Cash hay sales can be an income source for the farmer who is willing to provide good management and to work at quality hay production and marketing. Several LaRue County farmers are already involved in hay production and marketing. Let’s briefly discuss some management tips that can help generate the most profit from this enterprise.
Do some extensive research on what the market will be and who your customers will be. Save some of this year’s bales back to show prospective customers or brokers the kind of job you can do. Alfalfa, mixed hays, timothy hay as well as straw have potential buyers, but you must supply the product and the quality the buyers’ demand, which can be very demanding.
Realistically assess your ability to hire labor on a timely basis.
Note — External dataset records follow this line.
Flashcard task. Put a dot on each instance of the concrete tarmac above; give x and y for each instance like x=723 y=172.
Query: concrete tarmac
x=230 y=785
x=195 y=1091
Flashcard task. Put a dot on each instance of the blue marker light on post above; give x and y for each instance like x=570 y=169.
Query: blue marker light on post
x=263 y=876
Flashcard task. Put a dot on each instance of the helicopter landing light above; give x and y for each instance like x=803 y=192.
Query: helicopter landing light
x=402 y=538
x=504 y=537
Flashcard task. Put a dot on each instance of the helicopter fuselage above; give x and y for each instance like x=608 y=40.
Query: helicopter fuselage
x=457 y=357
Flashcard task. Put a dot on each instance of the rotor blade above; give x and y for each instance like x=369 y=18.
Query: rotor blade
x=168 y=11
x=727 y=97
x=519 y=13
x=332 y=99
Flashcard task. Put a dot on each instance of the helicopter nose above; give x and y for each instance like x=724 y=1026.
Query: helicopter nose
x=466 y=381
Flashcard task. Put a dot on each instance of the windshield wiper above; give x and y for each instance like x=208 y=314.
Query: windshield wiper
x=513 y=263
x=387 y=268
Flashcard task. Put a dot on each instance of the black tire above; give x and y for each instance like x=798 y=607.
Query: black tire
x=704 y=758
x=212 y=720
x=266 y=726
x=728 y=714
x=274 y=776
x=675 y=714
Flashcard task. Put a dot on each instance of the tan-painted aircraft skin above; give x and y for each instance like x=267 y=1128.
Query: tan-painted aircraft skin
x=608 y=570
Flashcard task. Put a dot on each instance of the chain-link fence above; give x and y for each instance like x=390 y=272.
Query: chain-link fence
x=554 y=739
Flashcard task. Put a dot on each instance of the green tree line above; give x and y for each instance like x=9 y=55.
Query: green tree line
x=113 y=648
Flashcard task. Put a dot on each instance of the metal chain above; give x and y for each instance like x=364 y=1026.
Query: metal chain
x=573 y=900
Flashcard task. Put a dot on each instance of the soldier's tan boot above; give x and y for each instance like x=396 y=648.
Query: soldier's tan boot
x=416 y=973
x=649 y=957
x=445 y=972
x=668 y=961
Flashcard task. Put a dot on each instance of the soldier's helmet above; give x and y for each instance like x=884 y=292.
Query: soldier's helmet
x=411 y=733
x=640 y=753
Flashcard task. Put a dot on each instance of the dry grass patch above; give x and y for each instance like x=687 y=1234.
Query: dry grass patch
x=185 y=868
Be sure you have labor lined up before committing to supply large quantities of hay that you cannot get up for shipment (or storage). Locally, most buyers still want small dense square bales for distance hauling. These are, of course, more labor intensive. Also, don’t forget the labor to load and unload bales of stored hay for shipment.
Base your estimated income on average, not high, market prices for hay. If you can succeed on average prices, you will be in great shape in years when prices are even better. Make a short list on equipment necessary to expand your production capacity and quickly get hay up. Be tight-fisted, but realistic, about the budget. Timeliness and efficiency are critical in hay production.
Target the cleanest, most dense and weed-free fields as those most likely to be good enough for cash hay. Buyers of quality hay do not want weeds in the bales they purchase, so do your best to keep them out.